3CuO+2R₃As→Cu₃As+As+3R₂O

3CuO+2R₃As→3Cu+As+3R₂O

therefore, the dearsenization catalyst is prepared by taking the active carbon as a carrier, and the adsorption dearsenization activity of the catalyst is higher when the active metal is in an oxidation state. In the existing dearsenification catalyst patents, in order to ensure that an adsorption dearsenification catalyst taking active carbon as a carrier can be successfully prepared, an oxygen-free roasting mode is usually adopted, the mode is firstly complex in process, harsh in conditions and high in cost, and the oxygen-free environment is difficult to ensure that the active metal of the catalyst is converted into an oxidation state, so that the dearsenification activity of the active metal cannot be fully exerted. The aerobic method for preparing the activated carbon-based adsorption dearsenification catalyst has few patents, and other related patents show a definite aerobic roasting process method.

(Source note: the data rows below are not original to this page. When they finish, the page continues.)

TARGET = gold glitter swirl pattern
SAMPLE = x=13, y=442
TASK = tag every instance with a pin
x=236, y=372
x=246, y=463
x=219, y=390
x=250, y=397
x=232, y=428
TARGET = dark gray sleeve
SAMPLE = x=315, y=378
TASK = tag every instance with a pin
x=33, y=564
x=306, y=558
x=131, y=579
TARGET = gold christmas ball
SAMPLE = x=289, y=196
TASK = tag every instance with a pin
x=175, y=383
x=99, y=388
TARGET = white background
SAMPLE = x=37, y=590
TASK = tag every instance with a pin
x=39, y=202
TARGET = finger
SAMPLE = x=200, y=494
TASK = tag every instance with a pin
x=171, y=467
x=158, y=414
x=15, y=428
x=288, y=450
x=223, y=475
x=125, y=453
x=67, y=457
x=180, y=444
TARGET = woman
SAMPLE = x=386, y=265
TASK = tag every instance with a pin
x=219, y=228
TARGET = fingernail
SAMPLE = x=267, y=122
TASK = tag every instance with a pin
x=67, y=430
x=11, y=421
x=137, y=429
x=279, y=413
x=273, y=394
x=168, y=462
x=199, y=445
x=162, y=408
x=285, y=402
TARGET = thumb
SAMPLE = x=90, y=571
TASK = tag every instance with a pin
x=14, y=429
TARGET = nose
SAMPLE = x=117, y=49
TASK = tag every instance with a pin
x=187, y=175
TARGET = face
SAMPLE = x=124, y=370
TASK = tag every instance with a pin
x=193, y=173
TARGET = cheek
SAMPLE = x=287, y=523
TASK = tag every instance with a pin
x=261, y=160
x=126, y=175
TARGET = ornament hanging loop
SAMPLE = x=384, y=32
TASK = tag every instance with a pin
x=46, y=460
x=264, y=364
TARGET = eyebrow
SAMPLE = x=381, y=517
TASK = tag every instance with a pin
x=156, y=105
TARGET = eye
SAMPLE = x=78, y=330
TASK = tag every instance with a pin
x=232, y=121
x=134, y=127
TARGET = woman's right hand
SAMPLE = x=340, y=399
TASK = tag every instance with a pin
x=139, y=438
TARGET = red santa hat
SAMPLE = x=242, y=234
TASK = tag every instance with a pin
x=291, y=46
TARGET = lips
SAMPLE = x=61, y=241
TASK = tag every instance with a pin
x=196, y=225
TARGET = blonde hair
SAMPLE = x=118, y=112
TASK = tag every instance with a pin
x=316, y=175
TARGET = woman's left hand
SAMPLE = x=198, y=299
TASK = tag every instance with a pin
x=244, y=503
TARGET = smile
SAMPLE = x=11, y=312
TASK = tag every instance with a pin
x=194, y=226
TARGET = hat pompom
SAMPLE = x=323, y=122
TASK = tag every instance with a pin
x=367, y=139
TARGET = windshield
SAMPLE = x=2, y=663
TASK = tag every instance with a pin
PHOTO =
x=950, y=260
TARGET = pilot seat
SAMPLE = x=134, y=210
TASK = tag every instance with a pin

More excellent dearsenifying effect can be obtained by loading a certain active component on the formed carrier. Patent CN101591556B describes a dearsenization agent suitable for deep removal of arsenide in various oils, which is prepared by using one or more oxides of metals in copper oxide, zinc oxide, and group viii as active components, and using alumina as a carrier. The invention reduces the consumption of metal copper with higher price, correspondingly improves the content of other high-activity metals with lower price, further reduces the cost of the dearsenization agent, simultaneously leads the dearsenization rate to reach more than 99.0 percent, and ensures the dearsenization efficiency. However, the present invention does not evaluate the arsenic content of the dearsenization agent and cannot evaluate the dearsenization performance from the perspective of a long cycle.

The dearsenization agent introduced in patent CN102553517A uses copper oxide and zinc oxide as active components, but uses silicon-aluminum oxide as a carrier, and can be applied to the adsorption dearsenization agent of light oil. The method comprises the steps of carrying out carbon burning, grinding and screening on waste silicon-aluminum catalysts which have no recycling value in a fluidized catalytic cracking device to obtain waste catalyst powder, carrying out mixing kneading, strip extruding, drying and roasting on the powder and alumina to obtain a carrier, and then loading active components containing copper oxide and zinc oxide in an impregnation mode to finally obtain the dearsenicating agent. The dearsenization agent is used at 60 ℃ and the space velocity of 2h^-1Under the condition, the arsenic removal rate reaches more than 94 percent, the arsenic capacity can reach 0.12 percent, and is improved by 1.3 times compared with the arsenic capacity of 0.09 percent of an industrial contrast agent. The dearsenization agent has good dearsenization performance, and simultaneously, the waste silicon-aluminum catalyst is simply treated, so that waste materials are changed into valuable materials, the pollution to the environment is reduced, and the production cost of the dearsenization agent is reduced. But the arsenic content of the catalyst is 0.12 percent, and the catalyst is lower, so that the requirement of the catalyst on long-period operation cannot be met.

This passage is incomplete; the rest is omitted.